The transactions of the three days from the 8th to the 11th of January, resembled so completely in all particulars the transactions of other days during which it fell to our lot to keep guard beside the mayor's house, that I will not try the patience of my reader by narrating them at length. He will accordingly take it for granted that the ordinary routine of watching and labour was gone through, that no attempt was made on the part of the enemy to surprise or harass us, and that, with the exception of a little suffering from extreme cold, and the want of a moderate proportion of sleep, we had no cause to complain of our destiny. When we first came to our ground we found the redoubt in a state of considerable forwardness—quite defensible, indeed, in a case of emergency; and we left it even more perfect, and capable of containing at least a thousand men. It was not, however, with any feeling of regret that we beheld a brigade of Guards approaching our encampment about two hours after noon on the 11th; nor did we experience the slightest humiliation in surrendering to them our tents, our working tools, and the post of honour.

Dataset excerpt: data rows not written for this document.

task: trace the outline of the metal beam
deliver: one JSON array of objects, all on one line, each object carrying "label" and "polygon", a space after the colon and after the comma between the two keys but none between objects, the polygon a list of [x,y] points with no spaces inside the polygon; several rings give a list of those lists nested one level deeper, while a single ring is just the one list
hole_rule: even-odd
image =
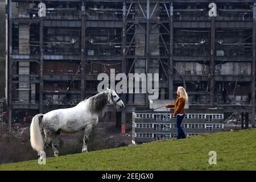
[{"label": "metal beam", "polygon": [[210,105],[214,104],[214,54],[215,54],[215,17],[210,18]]},{"label": "metal beam", "polygon": [[[170,11],[173,9],[172,5],[170,5]],[[172,100],[174,97],[174,16],[170,12],[170,51],[169,51],[169,70],[168,77],[168,98]]]},{"label": "metal beam", "polygon": [[251,125],[255,127],[255,71],[256,59],[256,6],[253,7],[253,61],[251,64]]},{"label": "metal beam", "polygon": [[44,56],[44,22],[43,17],[39,18],[39,49],[40,49],[40,60],[39,60],[39,65],[40,65],[40,91],[39,91],[39,112],[40,113],[43,113],[43,86],[44,86],[44,77],[43,77],[43,56]]},{"label": "metal beam", "polygon": [[12,34],[12,28],[13,28],[13,22],[12,22],[12,2],[11,0],[9,0],[7,2],[7,8],[8,8],[8,15],[7,15],[7,21],[6,27],[8,28],[7,35],[7,61],[6,67],[7,67],[7,79],[8,79],[8,84],[7,84],[7,107],[8,107],[8,128],[9,131],[11,132],[11,121],[12,121],[12,81],[11,81],[11,74],[12,74],[12,65],[13,65],[13,57],[12,57],[12,48],[13,48],[13,34]]},{"label": "metal beam", "polygon": [[[123,55],[123,60],[122,61],[122,72],[126,74],[126,1],[123,0],[123,28],[122,28],[122,55]],[[127,90],[127,88],[124,88]],[[124,104],[126,104],[126,94],[122,93],[122,100],[123,101]],[[125,127],[125,123],[126,123],[126,114],[123,111],[122,111],[121,114],[121,121],[122,121],[122,126]]]},{"label": "metal beam", "polygon": [[85,99],[85,1],[81,7],[81,100]]},{"label": "metal beam", "polygon": [[[146,29],[146,75],[148,73],[149,69],[149,61],[150,57],[150,0],[147,0],[147,29]],[[146,88],[147,89],[147,82],[146,82]],[[146,106],[148,106],[148,94],[146,92]]]}]

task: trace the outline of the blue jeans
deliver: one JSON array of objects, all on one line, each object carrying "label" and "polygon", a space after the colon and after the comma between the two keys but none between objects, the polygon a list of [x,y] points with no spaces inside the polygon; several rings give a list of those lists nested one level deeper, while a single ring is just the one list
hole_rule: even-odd
[{"label": "blue jeans", "polygon": [[176,116],[176,125],[177,126],[177,139],[185,138],[186,135],[181,127],[182,119],[185,117],[185,114],[183,115]]}]

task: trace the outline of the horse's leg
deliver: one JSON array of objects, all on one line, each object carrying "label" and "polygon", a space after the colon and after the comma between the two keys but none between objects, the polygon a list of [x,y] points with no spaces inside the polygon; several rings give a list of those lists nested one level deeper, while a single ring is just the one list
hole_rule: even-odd
[{"label": "horse's leg", "polygon": [[51,143],[51,147],[52,150],[53,151],[53,156],[55,157],[57,157],[59,156],[59,151],[57,150],[57,148],[55,148],[55,147],[53,145],[53,143],[52,142]]},{"label": "horse's leg", "polygon": [[89,136],[92,131],[92,125],[87,125],[84,129],[84,143],[82,144],[82,152],[87,152],[87,143],[89,140]]},{"label": "horse's leg", "polygon": [[53,139],[56,138],[60,133],[56,133],[55,134],[53,133],[47,133],[46,134],[46,138],[44,138],[44,146],[49,146],[52,150],[53,151],[53,156],[59,156],[59,151],[58,150],[54,147],[53,140]]}]

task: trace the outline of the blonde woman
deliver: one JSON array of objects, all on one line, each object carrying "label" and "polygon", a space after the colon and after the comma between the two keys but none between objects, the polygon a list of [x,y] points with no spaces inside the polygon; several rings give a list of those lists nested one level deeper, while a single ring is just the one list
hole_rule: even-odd
[{"label": "blonde woman", "polygon": [[174,104],[165,105],[167,108],[174,107],[174,117],[176,118],[176,125],[177,127],[177,139],[185,138],[186,135],[181,127],[182,119],[185,117],[185,104],[188,97],[186,90],[182,86],[179,86],[177,89],[178,97]]}]

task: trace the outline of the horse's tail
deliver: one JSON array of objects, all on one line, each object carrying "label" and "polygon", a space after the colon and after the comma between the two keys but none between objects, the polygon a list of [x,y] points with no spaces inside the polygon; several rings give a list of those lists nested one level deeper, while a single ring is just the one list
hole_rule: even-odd
[{"label": "horse's tail", "polygon": [[38,152],[44,150],[44,142],[39,128],[39,117],[43,114],[36,114],[30,125],[30,143],[32,148]]}]

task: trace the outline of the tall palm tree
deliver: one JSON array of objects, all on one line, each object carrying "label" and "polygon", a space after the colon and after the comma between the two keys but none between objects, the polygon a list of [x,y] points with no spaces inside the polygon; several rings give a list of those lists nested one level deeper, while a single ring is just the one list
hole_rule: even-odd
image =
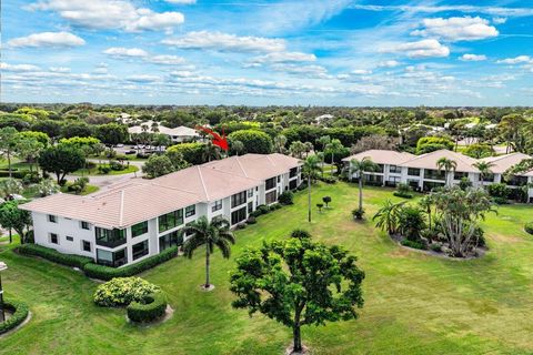
[{"label": "tall palm tree", "polygon": [[212,141],[208,141],[203,145],[202,159],[203,161],[208,161],[208,162],[210,162],[211,159],[214,159],[214,160],[220,159],[220,149],[217,145],[214,145]]},{"label": "tall palm tree", "polygon": [[375,226],[381,230],[386,230],[390,235],[394,234],[398,231],[400,211],[405,202],[406,201],[393,203],[391,200],[386,200],[384,206],[372,217],[372,221],[378,220]]},{"label": "tall palm tree", "polygon": [[477,169],[480,171],[481,186],[483,189],[485,189],[485,184],[483,182],[485,181],[486,175],[492,174],[491,168],[494,166],[494,163],[481,161],[481,162],[472,164],[472,166],[474,166],[475,169]]},{"label": "tall palm tree", "polygon": [[191,258],[197,248],[205,245],[205,284],[203,286],[209,290],[211,287],[209,280],[210,255],[217,246],[222,252],[222,256],[229,258],[230,244],[235,244],[235,237],[230,230],[230,222],[220,217],[209,222],[204,215],[181,230],[182,235],[190,233],[193,234],[183,244],[183,253]]},{"label": "tall palm tree", "polygon": [[[372,172],[379,169],[378,164],[370,159],[370,156],[365,156],[362,160],[352,159],[350,161],[350,179],[353,173],[356,173],[359,176],[359,212],[363,211],[363,180],[364,180],[364,172]],[[362,215],[362,214],[361,214]]]},{"label": "tall palm tree", "polygon": [[452,184],[450,173],[457,169],[457,162],[443,156],[436,161],[436,168],[439,169],[439,171],[444,170],[444,173],[446,174],[446,186],[450,186]]},{"label": "tall palm tree", "polygon": [[302,166],[302,173],[308,179],[308,220],[311,222],[311,182],[321,171],[319,158],[310,155],[305,159]]}]

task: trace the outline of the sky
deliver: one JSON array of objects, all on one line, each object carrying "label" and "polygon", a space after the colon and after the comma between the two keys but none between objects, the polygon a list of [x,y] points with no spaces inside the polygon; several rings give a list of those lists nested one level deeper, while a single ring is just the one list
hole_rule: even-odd
[{"label": "sky", "polygon": [[533,105],[532,0],[9,0],[1,101]]}]

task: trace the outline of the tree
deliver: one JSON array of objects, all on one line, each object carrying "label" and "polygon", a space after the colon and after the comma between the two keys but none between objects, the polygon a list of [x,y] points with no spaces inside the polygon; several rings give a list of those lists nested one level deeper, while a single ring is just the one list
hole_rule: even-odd
[{"label": "tree", "polygon": [[325,203],[325,207],[329,209],[331,203],[331,196],[323,196],[322,201]]},{"label": "tree", "polygon": [[193,233],[183,244],[183,252],[191,258],[193,252],[200,246],[205,246],[205,290],[211,288],[209,280],[210,255],[217,246],[224,258],[230,257],[231,245],[235,244],[235,237],[230,230],[230,222],[224,219],[214,217],[211,222],[205,216],[201,216],[181,230],[182,235]]},{"label": "tree", "polygon": [[73,173],[86,165],[86,158],[83,152],[74,146],[58,144],[41,152],[39,165],[42,170],[54,173],[58,184],[61,185],[68,173]]},{"label": "tree", "polygon": [[398,224],[400,220],[400,211],[402,210],[405,201],[393,203],[391,200],[386,200],[383,207],[381,207],[372,217],[372,221],[378,221],[375,226],[386,230],[389,235],[398,232]]},{"label": "tree", "polygon": [[4,155],[8,160],[9,178],[12,176],[11,158],[17,149],[17,143],[19,141],[17,134],[17,130],[11,126],[0,129],[0,154]]},{"label": "tree", "polygon": [[144,165],[142,165],[142,172],[150,179],[167,175],[173,171],[174,165],[167,155],[150,155]]},{"label": "tree", "polygon": [[230,145],[232,141],[241,141],[244,144],[244,153],[270,154],[272,140],[269,134],[258,130],[242,130],[228,135]]},{"label": "tree", "polygon": [[9,243],[12,243],[11,230],[14,230],[20,236],[20,243],[26,242],[24,230],[31,225],[31,214],[28,211],[20,210],[19,201],[8,201],[0,205],[0,225],[9,230]]},{"label": "tree", "polygon": [[311,222],[311,182],[321,171],[316,155],[310,155],[305,159],[302,166],[302,174],[308,179],[308,220]]},{"label": "tree", "polygon": [[0,180],[0,197],[3,200],[13,200],[13,195],[21,194],[24,191],[19,180],[9,178]]},{"label": "tree", "polygon": [[260,312],[291,327],[293,353],[302,352],[301,327],[358,318],[364,280],[356,257],[342,246],[313,242],[305,231],[289,240],[248,248],[231,273],[235,308]]},{"label": "tree", "polygon": [[457,186],[432,193],[436,209],[441,212],[441,225],[450,243],[452,255],[463,257],[475,242],[477,221],[494,211],[493,202],[482,189],[461,190]]},{"label": "tree", "polygon": [[[361,220],[363,216],[363,182],[364,182],[364,172],[372,172],[378,170],[379,166],[376,163],[370,159],[370,156],[364,156],[362,160],[352,159],[350,161],[350,179],[353,173],[359,176],[359,215],[358,219]],[[360,216],[360,217],[359,217]]]},{"label": "tree", "polygon": [[447,159],[447,158],[441,158],[436,161],[436,169],[439,169],[439,171],[443,171],[444,170],[444,174],[446,175],[446,185],[450,186],[452,184],[452,176],[451,176],[451,172],[455,171],[455,169],[457,168],[457,162],[454,161],[454,160],[451,160],[451,159]]},{"label": "tree", "polygon": [[472,164],[472,166],[474,166],[475,169],[477,169],[480,171],[480,182],[481,182],[481,185],[484,189],[485,185],[484,185],[483,182],[485,181],[485,178],[487,175],[492,174],[491,168],[494,166],[494,163],[481,161],[481,162]]},{"label": "tree", "polygon": [[285,153],[285,145],[286,145],[286,136],[283,134],[279,134],[274,138],[274,151],[284,154]]},{"label": "tree", "polygon": [[119,123],[100,124],[94,135],[105,144],[117,145],[128,140],[128,126]]}]

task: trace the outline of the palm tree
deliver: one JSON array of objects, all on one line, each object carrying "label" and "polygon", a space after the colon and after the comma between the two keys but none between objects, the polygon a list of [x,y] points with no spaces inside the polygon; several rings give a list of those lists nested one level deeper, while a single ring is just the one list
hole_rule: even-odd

Now, then, we looked forward, not only with resignation, but with real satisfaction, to a peaceable sojourn of a few weeks at Gauthory. We had never, it is true, greatly admired these cantonments; but the events of the last eight or ten days had taught us to set its true value upon a settled habitation of any description, and we accordingly made up our minds to grumble no more. But just as the line of march was beginning to form, intelligence reached us that the place of our abode was changed. Other troops, it appeared, had been introduced into our former apartments; and we were in consequence commanded to house ourselves in the village of Bidart. I mean not to assert that the order was received with any degree of dissatisfaction; but feeling as at that moment we did, it was, in truth, a matter of perfect indifference where we were stationed, provided only we had a roof over our heads and an opportunity was granted of resting from our labours.